Il personale addetto alla sicurezza che ha esperienza con le reti PON conosce fondamentalmente le ONU, ovvero i dispositivi di accesso utilizzati nelle reti PON, equivalenti agli switch di accesso nelle nostre reti tradizionali.
La rete PON è una rete ottica passiva. Viene definita passiva perché la trasmissione in fibra ottica tra l'ONU e l'OLT non richiede alcuna apparecchiatura di alimentazione. La rete PON utilizza una singola fibra per connettersi all'OLT, che a sua volta si connette all'ONU.
Tuttavia, l'ONU per il monitoraggio presenta delle caratteristiche uniche. Ad esempio, l'ONU-E8024F con funzione PoE, recentemente lanciato da Sushan Weida, è un'ONU EPON-E8024F di livello industriale a 24 porte e 100M. È adatta ad ambienti operativi con temperature da -18 °C a 55 °C. È ideale per scenari di sicurezza e monitoraggio di sistemi intelligenti in un ampio intervallo di temperature. Questa caratteristica non è disponibile nelle comuni ONU. Le ONU tradizionali dispongono generalmente di una porta PON, mentre questo modello integra contemporaneamente una porta PON e una porta PoE, offrendo non solo maggiore flessibilità di rete, ma anche la possibilità di risparmiare un ulteriore alimentatore per la telecamera di sorveglianza.
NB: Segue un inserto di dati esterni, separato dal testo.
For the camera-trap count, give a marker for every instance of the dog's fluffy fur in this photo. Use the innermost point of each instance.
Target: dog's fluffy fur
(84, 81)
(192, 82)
La differenza principale tra un ONU standard e un ONU che supporta il PoE è che il primo può essere utilizzato solo come unità di rete ottica per la trasmissione dei dati, mentre il secondo non solo trasmette dati, ma può anche alimentare la telecamera tramite la sua porta PoE. Può sembrare una differenza minima, ma in alcuni contesti particolari, come ambienti ostili, impossibilità di scavare tunnel per l'alimentazione elettrica o punti di alimentazione difficili da raggiungere, risulta estremamente vantaggioso.
Credo che questa sia la differenza tra PON nel campo dell'accesso a banda larga e del monitoraggio. Naturalmente, anche le ONU con funzione PoE possono essere utilizzate nel campo della banda larga.
Sebbene l'applicazione della modalità di accesso PON nel monitoraggio non sia attualmente molto diffusa, è prevedibile che con lo sviluppo di città sicure e intelligenti, l'utilizzo della modalità di accesso PON diventerà la norma.